The Houston toad once ranged across more than a dozen Texas counties. Today, the species holds on in a narrow stretch of east-central Texas, with the largest remaining population in Bastrop County. The Houston Zoo has operated a dedicated breeding and head-start facility for the species for decades, producing egg strands each season that are released into protected wild habitat in partnership with state and federal wildlife agencies.

Counting and documenting that volume of eggs accurately is its own challenge. This year, the Zoo brought a new tool to the work: custom egg-counting software built in collaboration with Dr. Moiz Ahmad, a medical physicist in Houston. The software automates a process Zoo staff previously handled by hand, photo by photo, using paint software and a tally counter.

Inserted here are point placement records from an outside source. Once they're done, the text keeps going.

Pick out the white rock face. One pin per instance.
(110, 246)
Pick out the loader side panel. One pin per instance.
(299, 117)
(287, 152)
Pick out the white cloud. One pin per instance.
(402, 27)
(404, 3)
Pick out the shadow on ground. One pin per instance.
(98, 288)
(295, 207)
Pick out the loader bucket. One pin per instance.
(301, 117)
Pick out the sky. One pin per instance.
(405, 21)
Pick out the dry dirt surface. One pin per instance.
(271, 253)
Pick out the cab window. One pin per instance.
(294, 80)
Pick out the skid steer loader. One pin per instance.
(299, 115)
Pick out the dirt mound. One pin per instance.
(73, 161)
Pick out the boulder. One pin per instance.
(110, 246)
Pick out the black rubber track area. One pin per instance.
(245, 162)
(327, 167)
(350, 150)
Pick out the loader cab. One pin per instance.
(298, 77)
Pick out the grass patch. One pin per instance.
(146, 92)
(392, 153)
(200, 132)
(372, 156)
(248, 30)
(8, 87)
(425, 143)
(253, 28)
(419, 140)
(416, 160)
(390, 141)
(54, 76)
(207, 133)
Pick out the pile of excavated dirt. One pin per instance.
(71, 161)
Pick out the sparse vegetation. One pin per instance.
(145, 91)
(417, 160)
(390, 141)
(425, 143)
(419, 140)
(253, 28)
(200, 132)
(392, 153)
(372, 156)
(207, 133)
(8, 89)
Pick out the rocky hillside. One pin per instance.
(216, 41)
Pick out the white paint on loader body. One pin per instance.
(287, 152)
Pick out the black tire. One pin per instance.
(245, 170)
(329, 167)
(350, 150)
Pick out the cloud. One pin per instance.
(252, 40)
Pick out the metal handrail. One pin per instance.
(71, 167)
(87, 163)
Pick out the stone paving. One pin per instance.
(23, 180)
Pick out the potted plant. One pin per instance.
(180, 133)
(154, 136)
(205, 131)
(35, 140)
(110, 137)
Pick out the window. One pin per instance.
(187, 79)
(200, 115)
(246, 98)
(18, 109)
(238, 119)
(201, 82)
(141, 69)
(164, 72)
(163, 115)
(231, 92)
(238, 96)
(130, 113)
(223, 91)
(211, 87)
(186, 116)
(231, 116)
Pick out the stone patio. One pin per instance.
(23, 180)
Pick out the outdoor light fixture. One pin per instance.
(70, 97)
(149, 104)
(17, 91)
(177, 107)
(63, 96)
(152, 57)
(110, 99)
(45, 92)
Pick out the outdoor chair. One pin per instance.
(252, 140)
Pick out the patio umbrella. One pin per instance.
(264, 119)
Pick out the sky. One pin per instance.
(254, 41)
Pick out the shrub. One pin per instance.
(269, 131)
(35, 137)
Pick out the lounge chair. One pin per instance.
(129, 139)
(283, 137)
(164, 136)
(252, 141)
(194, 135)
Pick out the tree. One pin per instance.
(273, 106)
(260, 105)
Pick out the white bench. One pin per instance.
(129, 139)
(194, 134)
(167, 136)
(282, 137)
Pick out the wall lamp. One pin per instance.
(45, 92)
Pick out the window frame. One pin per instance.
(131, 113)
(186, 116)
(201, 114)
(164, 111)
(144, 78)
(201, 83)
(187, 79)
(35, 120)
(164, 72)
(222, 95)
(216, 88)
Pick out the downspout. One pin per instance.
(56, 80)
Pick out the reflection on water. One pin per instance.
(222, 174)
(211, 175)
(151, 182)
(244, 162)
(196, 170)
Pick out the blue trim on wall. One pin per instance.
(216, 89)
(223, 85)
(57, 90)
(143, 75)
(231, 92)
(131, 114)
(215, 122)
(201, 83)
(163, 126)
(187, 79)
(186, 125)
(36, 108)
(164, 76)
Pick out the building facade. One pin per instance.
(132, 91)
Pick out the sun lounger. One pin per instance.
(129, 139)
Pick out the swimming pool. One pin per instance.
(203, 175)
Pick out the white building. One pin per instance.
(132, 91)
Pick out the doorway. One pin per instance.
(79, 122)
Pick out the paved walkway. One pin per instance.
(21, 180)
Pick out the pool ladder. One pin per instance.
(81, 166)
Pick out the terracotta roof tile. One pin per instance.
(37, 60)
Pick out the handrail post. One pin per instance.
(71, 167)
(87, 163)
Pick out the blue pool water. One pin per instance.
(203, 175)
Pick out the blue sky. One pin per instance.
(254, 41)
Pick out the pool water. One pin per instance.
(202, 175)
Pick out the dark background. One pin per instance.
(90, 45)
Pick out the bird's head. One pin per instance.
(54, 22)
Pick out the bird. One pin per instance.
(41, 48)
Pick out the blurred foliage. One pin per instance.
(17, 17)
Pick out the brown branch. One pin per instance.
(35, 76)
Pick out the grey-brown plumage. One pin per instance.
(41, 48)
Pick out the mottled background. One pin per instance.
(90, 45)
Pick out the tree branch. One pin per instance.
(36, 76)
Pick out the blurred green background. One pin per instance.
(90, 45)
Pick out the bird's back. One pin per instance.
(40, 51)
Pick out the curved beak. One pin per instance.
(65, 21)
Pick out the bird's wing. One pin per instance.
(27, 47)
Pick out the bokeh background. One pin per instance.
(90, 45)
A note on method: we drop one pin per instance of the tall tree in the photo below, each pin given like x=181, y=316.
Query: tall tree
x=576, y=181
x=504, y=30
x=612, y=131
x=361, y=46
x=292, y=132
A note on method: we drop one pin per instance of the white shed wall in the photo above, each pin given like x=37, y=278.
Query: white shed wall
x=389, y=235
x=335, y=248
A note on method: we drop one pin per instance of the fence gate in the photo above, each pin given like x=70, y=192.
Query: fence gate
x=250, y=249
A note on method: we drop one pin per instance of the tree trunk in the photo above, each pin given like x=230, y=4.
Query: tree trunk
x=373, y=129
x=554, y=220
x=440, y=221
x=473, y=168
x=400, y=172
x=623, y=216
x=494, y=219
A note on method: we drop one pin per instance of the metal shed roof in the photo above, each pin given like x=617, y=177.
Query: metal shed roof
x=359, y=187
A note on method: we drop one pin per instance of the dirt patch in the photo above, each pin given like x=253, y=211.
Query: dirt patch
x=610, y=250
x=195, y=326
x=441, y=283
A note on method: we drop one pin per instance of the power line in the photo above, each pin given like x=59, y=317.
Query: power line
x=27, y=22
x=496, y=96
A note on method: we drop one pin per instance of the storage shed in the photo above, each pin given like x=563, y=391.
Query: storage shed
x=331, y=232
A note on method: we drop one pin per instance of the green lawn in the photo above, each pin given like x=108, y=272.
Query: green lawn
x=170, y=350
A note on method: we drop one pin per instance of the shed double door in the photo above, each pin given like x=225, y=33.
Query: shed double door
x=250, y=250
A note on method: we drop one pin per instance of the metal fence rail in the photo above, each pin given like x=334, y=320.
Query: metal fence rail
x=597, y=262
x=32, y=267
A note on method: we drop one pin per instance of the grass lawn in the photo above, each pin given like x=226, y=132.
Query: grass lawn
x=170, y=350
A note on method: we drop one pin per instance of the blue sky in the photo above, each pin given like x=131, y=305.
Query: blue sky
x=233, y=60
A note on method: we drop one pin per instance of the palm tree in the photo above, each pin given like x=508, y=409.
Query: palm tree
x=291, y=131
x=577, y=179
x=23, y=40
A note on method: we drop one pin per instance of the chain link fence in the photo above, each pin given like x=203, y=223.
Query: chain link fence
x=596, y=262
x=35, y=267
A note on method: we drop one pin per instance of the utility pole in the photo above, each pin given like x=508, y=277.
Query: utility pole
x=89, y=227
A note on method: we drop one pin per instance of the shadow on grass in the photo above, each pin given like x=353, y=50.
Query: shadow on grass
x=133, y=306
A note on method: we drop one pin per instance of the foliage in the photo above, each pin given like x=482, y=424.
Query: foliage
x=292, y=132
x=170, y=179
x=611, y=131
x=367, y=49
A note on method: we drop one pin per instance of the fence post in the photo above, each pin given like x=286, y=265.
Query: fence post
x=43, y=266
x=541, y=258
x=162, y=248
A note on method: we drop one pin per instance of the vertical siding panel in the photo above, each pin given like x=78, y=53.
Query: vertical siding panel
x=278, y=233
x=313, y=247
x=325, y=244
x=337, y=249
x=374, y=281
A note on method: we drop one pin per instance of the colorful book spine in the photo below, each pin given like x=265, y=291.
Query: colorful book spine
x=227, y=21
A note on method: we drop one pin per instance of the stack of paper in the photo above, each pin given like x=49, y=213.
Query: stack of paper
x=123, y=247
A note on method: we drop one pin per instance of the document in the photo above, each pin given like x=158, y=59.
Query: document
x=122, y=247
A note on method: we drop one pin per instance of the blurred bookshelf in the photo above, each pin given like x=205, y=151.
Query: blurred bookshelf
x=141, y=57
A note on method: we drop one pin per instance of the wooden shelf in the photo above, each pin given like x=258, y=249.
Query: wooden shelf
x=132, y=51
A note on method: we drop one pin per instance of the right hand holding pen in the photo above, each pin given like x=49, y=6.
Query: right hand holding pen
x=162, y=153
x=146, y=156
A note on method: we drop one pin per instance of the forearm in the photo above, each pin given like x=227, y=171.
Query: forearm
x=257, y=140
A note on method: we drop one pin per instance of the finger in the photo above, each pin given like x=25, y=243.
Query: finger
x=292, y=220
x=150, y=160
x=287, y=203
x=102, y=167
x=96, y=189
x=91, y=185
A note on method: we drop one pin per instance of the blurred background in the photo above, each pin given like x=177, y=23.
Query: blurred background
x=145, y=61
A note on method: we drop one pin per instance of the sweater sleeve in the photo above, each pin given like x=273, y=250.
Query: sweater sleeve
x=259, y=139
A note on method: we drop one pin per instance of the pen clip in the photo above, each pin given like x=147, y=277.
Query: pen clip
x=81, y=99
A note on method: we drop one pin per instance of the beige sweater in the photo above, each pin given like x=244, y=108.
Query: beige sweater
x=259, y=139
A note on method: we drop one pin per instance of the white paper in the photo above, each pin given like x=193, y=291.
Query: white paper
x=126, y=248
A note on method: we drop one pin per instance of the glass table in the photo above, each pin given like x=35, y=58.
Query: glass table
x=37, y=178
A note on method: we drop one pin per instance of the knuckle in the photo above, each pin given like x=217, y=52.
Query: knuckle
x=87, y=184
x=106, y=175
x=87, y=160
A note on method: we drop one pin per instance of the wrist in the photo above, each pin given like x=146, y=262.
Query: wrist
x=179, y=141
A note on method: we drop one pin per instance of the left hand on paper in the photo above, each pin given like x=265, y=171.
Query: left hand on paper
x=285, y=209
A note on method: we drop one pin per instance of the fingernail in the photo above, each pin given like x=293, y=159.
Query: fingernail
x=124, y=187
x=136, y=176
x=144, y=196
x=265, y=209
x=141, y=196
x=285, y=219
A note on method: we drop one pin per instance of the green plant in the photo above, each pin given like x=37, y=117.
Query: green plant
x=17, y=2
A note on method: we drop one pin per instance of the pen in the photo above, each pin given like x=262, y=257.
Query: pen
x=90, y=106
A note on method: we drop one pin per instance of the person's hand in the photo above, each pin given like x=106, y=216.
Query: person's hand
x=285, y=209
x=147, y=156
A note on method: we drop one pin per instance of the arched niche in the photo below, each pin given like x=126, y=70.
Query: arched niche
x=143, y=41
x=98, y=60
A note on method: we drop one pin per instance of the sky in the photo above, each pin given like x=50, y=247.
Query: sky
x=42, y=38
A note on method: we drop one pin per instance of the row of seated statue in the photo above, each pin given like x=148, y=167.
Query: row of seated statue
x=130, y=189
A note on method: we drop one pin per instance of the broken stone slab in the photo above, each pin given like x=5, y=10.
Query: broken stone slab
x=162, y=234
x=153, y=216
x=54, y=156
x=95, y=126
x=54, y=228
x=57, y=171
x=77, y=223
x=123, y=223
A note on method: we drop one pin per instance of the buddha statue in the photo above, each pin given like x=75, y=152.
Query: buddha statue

The collaboration started with a Zoo tour. Dr. Ahmad visited the herpetology team, learned about the egg counting challenge, and offered to help. Working with the Zoo team, he adapted imaging techniques from his work in diagnostic radiology to build a program tailored to the Zoo’s needs. The software processes photographs of egg strands through image shading correction, binarization, and segmentation to produce accurate counts at scale. In a test image containing approximately 8,000 eggs, the software returned a count of 7,900.

“This changes the scale at which we can work,” said Eddie Sunila, curator of Herpetology and Entomology at the Houston Zoo. “Dr. Ahmad took a problem our team had lived with for years and solved it. That kind of collaboration matters for what we’re trying to do for this species.”

The Houston Toad Recovery Program is part of the Houston Zoo’s mission to connect communities with animals to inspire action to save wildlife.